I just spent a *very* frustrating hour trying to figure out why the
FreeBSD make program was invoking all commands to make things in a
subdirectory named "obj".  I eventually discovered this gem in the
make man page:

    In addition, make sets or knows about the following internal
    variables or environment variables:

    ...

    .OBJDIR     A path to the directory where the targets are built.  At
                startup, make searches for an alternate directory to place 
                target files.  It will attempt to change into this special
                directory and will search this directory for makefiles not
                found in the current directory.  The following directories
                are tried in order:

                1.   ${MAKEOBJDIRPREFIX}/`pwd`
                2.   ${MAKEOBJDIR}
                3.   obj.${MACHINE}
                4.   obj
                5.   /usr/obj/`pwd`

I believe this feature is a real botch because it is magic, unintuitive,
and so *exceedingly* easy to invoke by mistake.  It happens that I really
really want to have a subdirectory named "obj" and I really really don't
want to cd into it.  The only workaround seems to be to define the
MAKEOBJDIR variable and that would be disgustingly ugly because it makes
no obvious sense unless you are aware of the magic feature.  Rules 3-5
look like they were invented without careful consideration to avoid the
minor effort required to use one of the first 2 rules.

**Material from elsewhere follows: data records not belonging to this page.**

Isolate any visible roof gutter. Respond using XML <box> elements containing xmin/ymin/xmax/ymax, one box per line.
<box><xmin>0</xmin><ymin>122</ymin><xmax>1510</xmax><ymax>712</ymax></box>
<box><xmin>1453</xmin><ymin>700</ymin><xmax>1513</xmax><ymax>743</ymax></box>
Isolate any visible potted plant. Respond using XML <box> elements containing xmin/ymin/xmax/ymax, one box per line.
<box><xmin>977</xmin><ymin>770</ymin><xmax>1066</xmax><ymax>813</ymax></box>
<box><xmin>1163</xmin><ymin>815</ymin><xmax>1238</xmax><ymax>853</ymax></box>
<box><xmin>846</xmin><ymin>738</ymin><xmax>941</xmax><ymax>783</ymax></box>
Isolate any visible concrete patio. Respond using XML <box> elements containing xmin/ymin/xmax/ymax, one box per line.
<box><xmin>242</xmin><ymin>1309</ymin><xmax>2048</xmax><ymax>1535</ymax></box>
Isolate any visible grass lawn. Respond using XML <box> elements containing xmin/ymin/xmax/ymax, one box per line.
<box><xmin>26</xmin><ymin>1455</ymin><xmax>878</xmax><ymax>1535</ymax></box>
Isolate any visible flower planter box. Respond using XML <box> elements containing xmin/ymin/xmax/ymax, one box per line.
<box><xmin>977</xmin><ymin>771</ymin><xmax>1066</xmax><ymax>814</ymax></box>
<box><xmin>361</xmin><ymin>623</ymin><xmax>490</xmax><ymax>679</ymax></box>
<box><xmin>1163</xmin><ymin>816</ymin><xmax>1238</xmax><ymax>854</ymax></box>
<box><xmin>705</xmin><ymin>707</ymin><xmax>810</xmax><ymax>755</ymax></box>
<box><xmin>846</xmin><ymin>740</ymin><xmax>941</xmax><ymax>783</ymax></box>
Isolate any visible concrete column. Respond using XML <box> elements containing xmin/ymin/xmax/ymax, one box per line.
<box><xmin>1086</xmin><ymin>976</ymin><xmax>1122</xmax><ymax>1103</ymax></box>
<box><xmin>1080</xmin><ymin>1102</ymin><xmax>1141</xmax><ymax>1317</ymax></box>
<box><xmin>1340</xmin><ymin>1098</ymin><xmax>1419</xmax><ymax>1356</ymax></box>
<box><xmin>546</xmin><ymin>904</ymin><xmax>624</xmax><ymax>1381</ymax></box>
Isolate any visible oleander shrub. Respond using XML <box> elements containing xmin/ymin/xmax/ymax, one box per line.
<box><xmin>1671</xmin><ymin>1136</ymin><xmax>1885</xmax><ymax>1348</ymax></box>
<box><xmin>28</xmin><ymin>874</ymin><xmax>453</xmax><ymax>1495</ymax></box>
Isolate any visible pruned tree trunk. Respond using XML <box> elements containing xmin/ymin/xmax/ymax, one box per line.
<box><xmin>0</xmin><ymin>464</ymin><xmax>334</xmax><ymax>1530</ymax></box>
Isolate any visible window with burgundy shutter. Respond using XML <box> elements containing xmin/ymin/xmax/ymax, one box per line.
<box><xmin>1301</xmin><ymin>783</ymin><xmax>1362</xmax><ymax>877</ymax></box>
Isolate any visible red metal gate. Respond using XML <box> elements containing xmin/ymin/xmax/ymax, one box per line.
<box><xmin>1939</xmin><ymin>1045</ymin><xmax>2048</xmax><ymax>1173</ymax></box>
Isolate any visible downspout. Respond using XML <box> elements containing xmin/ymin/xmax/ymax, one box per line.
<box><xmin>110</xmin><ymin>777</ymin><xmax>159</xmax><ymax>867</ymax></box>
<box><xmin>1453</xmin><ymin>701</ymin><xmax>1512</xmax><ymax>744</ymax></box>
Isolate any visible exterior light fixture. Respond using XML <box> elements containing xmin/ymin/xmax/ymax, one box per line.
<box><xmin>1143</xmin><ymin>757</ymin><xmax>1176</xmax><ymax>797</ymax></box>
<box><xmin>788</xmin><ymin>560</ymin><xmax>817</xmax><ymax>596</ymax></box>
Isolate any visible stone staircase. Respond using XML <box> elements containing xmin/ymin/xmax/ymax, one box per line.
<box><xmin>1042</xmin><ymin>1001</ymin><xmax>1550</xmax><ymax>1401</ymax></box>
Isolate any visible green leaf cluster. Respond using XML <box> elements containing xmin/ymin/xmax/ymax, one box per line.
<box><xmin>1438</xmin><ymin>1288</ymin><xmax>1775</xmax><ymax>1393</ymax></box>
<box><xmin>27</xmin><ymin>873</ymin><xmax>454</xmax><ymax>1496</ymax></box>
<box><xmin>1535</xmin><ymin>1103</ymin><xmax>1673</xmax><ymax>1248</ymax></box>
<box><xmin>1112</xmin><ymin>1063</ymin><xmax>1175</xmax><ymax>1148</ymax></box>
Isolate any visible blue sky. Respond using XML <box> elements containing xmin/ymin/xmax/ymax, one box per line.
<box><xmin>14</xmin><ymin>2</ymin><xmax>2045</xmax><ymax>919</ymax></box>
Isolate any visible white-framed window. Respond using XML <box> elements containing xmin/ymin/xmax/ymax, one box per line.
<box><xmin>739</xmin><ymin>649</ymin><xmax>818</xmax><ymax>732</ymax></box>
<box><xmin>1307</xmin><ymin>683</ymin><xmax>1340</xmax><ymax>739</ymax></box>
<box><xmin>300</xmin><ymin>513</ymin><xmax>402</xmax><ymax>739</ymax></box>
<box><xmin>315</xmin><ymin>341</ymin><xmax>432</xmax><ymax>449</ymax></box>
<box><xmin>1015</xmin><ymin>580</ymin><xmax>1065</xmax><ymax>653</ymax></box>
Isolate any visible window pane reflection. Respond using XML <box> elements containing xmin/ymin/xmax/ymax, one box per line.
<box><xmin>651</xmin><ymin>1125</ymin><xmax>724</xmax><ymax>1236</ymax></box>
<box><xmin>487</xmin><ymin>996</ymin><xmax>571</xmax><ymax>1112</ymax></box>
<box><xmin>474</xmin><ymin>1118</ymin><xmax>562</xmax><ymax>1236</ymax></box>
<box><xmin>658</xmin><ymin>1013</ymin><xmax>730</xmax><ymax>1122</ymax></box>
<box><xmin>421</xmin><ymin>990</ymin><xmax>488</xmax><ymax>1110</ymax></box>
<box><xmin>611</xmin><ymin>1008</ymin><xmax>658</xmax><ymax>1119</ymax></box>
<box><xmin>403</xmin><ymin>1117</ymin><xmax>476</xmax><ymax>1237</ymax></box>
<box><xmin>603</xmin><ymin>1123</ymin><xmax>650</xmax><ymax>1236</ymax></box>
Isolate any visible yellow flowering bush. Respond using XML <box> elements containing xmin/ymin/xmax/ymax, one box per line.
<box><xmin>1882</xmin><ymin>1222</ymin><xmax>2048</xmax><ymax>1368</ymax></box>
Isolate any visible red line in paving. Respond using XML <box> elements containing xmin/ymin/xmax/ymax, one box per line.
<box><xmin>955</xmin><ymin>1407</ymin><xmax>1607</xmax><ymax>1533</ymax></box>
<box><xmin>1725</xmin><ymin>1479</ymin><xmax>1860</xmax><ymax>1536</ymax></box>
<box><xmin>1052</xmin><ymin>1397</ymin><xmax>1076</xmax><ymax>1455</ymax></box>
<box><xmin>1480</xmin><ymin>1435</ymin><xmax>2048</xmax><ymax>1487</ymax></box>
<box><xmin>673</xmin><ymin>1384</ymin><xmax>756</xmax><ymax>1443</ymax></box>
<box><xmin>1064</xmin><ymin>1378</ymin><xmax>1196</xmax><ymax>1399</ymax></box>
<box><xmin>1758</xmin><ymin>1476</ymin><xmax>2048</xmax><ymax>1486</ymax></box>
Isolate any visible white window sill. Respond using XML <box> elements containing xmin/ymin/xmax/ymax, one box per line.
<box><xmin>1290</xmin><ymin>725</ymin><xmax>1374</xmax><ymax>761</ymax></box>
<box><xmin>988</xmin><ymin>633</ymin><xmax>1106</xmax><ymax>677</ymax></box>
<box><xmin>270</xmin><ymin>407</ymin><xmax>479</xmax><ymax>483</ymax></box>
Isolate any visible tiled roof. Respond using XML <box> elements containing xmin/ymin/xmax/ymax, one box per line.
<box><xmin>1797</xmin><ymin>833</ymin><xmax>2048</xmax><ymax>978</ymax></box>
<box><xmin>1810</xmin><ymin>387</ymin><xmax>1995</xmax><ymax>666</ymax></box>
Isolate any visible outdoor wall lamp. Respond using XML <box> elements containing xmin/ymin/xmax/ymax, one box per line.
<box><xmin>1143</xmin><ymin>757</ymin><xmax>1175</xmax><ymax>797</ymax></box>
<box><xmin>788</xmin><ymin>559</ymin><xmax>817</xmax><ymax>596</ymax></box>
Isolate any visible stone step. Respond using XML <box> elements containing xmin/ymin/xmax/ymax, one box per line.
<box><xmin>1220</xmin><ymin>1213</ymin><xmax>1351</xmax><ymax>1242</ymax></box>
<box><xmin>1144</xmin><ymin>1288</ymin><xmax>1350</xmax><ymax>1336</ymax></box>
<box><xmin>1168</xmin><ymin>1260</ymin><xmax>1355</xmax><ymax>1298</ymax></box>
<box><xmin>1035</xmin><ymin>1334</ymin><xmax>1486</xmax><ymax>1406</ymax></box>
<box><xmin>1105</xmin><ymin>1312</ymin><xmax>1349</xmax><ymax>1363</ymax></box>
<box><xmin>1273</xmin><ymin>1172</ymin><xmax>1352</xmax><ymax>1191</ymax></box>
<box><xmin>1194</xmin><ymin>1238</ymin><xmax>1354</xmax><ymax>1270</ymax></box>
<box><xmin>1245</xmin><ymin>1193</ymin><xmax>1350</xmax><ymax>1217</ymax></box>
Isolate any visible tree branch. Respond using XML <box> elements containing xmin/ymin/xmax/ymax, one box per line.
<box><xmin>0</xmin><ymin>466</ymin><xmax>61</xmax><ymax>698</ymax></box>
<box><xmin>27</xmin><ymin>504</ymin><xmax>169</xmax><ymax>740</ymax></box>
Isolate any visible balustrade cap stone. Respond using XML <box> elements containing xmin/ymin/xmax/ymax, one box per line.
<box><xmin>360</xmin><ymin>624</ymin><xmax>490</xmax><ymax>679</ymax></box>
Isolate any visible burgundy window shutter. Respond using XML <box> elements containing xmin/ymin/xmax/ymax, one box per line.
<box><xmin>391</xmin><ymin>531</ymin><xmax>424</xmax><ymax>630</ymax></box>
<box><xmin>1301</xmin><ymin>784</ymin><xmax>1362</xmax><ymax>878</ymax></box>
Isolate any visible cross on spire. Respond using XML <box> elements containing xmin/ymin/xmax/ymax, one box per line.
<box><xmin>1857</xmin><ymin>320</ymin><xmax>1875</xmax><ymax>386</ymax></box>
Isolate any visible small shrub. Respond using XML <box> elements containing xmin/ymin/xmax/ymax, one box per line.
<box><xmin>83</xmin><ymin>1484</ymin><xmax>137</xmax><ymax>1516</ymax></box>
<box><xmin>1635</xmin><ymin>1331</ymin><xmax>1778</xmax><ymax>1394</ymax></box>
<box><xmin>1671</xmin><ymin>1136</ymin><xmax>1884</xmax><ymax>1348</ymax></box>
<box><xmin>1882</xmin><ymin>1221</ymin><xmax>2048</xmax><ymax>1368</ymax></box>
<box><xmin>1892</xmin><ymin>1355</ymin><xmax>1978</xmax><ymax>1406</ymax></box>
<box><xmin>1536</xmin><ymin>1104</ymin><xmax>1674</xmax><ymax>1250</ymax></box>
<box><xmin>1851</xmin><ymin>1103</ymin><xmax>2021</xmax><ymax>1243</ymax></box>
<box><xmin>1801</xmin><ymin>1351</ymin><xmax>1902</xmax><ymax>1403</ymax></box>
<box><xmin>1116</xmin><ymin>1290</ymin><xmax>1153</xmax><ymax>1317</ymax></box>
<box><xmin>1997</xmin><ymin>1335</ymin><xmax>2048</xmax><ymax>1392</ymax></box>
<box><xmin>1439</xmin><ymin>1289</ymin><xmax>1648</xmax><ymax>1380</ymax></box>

Does anyone know where this feature came from?  The .OBJDIR variable was
recognized by the pmake distributed with 4.4 BSD, but the man page for
that version of make does not mention the gratuitous magic rules for
changing the make working directory.  The older make program found in
4.3 BSD does not seem to use the .OBJDIR variable at all.

This feature is not mentioned in the pmake tutorial found in
/usr/share/doc/psd/12.make.  Is it a FreeBSD-ism?